Ask HN: Switching from Python to Java Dev. - amrx431
Background: For 3 and half years out of school I joined a startup that uses Python. Now I am kind of bored and also the future of the startup doesn&#x27;t seem so bright. I researched the market and most Python openings are either for Django or AI|ML. Now at the startup I didn&#x27;t work on either of these. Considering purely job opportunities and pay should I learn Java along with Spring Boot? Investing in AI, ML seems to be exhaustive and I dont know the prejudice that may exist while hiring AI, ML software developer(preference for masters and PhD candidates). What would you guys recommend solely on the basis of opportunities and renumeration. Side note: I started React couple of months back. I am open to suggestions other than Java.
======
mg794613
Somebody please correct me if I'm wrong. but, Java has been the main language
for years now so it might seem a safe bet. Everybody coming out of IT
education is forced to learn Java for that reason. Which means there are 13 in
a dozen people for the job. Java is also dying a bit. To my opinion it will go
into the direction of cobol.
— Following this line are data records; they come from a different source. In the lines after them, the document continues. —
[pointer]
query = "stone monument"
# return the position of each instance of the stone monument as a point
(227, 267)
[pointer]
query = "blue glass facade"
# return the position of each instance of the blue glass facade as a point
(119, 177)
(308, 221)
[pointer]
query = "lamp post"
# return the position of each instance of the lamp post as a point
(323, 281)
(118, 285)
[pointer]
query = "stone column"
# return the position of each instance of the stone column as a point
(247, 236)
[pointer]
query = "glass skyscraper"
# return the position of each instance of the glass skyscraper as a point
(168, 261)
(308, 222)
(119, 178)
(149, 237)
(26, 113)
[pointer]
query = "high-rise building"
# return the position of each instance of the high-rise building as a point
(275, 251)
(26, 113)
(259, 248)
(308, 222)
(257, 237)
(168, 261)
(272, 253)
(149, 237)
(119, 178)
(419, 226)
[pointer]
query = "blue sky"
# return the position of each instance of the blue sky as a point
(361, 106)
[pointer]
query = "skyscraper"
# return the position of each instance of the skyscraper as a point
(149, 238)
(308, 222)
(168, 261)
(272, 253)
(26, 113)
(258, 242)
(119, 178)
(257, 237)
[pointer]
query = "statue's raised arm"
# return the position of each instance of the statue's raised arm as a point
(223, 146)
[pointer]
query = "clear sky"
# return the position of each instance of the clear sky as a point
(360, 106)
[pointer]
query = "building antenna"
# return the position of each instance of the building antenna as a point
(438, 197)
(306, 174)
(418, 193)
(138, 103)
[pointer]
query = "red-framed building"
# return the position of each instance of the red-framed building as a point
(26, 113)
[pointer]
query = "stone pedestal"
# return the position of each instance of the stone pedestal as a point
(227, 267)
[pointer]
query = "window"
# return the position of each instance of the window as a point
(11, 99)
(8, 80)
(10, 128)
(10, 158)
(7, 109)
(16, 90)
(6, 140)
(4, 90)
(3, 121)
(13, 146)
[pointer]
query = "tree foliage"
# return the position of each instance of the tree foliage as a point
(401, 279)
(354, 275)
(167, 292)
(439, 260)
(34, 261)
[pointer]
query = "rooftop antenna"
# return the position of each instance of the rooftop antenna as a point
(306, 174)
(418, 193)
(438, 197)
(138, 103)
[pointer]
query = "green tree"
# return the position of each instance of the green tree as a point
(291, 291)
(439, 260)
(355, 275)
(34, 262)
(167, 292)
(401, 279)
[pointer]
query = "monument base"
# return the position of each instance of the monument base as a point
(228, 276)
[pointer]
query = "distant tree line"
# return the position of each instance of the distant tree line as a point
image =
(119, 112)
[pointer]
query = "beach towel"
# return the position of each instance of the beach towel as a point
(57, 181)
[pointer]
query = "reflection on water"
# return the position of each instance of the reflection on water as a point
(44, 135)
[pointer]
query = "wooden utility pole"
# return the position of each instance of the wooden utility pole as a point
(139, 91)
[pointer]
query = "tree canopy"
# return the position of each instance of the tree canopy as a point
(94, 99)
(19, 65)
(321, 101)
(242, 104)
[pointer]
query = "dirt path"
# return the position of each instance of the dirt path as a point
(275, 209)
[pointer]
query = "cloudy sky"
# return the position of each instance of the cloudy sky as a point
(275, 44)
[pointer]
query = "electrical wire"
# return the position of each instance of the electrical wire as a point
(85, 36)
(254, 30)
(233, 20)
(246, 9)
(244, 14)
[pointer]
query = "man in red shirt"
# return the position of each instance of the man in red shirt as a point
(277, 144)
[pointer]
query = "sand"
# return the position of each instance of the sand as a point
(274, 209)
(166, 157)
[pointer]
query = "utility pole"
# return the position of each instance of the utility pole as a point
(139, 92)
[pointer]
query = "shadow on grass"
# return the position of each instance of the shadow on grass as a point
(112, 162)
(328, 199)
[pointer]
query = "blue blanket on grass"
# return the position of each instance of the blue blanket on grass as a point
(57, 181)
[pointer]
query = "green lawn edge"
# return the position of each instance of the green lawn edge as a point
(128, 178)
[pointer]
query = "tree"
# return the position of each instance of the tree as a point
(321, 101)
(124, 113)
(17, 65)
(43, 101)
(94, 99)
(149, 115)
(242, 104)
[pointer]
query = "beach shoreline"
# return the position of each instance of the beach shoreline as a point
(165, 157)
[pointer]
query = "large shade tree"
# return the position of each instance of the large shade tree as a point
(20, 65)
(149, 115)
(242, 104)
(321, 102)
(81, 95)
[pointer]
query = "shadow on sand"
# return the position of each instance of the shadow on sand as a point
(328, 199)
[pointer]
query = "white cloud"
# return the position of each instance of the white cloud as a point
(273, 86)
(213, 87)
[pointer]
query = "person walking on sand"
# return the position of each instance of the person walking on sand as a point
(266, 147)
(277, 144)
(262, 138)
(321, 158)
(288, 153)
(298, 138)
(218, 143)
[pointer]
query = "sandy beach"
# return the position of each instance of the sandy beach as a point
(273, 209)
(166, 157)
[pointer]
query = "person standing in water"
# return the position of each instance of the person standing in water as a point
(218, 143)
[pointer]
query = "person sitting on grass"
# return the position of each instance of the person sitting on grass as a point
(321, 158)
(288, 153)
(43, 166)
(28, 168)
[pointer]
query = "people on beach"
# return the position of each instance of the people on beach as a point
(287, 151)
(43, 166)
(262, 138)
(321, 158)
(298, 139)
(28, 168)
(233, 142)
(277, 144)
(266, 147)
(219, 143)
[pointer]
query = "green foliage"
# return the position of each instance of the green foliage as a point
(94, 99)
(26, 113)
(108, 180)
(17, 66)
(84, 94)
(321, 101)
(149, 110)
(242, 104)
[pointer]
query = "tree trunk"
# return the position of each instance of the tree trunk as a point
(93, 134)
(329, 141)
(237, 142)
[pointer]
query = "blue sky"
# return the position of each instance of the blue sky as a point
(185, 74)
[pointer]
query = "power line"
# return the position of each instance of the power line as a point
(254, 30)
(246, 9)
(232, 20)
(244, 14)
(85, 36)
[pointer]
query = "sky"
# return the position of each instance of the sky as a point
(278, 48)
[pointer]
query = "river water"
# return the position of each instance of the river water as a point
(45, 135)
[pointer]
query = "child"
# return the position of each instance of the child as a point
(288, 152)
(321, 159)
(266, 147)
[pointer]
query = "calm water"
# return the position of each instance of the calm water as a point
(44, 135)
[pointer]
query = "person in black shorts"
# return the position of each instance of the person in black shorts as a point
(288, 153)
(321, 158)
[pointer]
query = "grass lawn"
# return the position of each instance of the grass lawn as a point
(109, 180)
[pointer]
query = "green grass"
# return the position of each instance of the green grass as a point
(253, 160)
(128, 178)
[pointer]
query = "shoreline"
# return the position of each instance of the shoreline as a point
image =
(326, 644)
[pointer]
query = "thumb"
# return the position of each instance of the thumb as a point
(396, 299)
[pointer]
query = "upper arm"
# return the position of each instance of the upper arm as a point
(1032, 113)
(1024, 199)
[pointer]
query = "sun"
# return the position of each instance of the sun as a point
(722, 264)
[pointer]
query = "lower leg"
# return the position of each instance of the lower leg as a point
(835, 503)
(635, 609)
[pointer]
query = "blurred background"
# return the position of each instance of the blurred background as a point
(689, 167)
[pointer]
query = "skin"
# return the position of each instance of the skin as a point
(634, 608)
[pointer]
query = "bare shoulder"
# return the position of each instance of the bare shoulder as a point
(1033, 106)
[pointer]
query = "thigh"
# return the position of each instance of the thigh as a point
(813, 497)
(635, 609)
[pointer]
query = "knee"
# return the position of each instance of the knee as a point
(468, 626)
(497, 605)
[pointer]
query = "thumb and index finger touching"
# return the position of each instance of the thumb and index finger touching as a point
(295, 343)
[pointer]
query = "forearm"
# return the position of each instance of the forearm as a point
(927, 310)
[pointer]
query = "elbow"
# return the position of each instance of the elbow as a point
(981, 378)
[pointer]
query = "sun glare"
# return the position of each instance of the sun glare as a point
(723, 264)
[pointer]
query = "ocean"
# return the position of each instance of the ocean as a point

It will loose popularity with a surplus of
personnel. In about 15 years you will become valuable again for the same
reason cobol did. Someone needs to support the stacks of banks etc. that said,
python is 'just' a scripting language. So it is usually deemed 'less cool' or
less 'hardcore' than Java. I disagree with this sentiment, but can you blame
people who went into IT because of the money and now can only code on 1
language (to my opinion you need to learn as much as possible and don't stick
to one trick)? I'd say;look for what you really like to do and find a job in
that and keep learning. Because that's what successful IT people do. Keep
learning.

------
erokar
Job opportunities are heavily dependent on where you live (unless you're
willing to move), so I would research that. You might find that e.g. C# will
yield more opportunities/pay in your area.

Personally I would take Python/Django over Java/Spring any day. Python is a
much more succinct language and I find the overall developer experience to be
much more pleasant in the Python world.

------
tobltobs
Picking up enough Django skills shouldn't take long. Java/Spring will be much
more effort and you might hate it.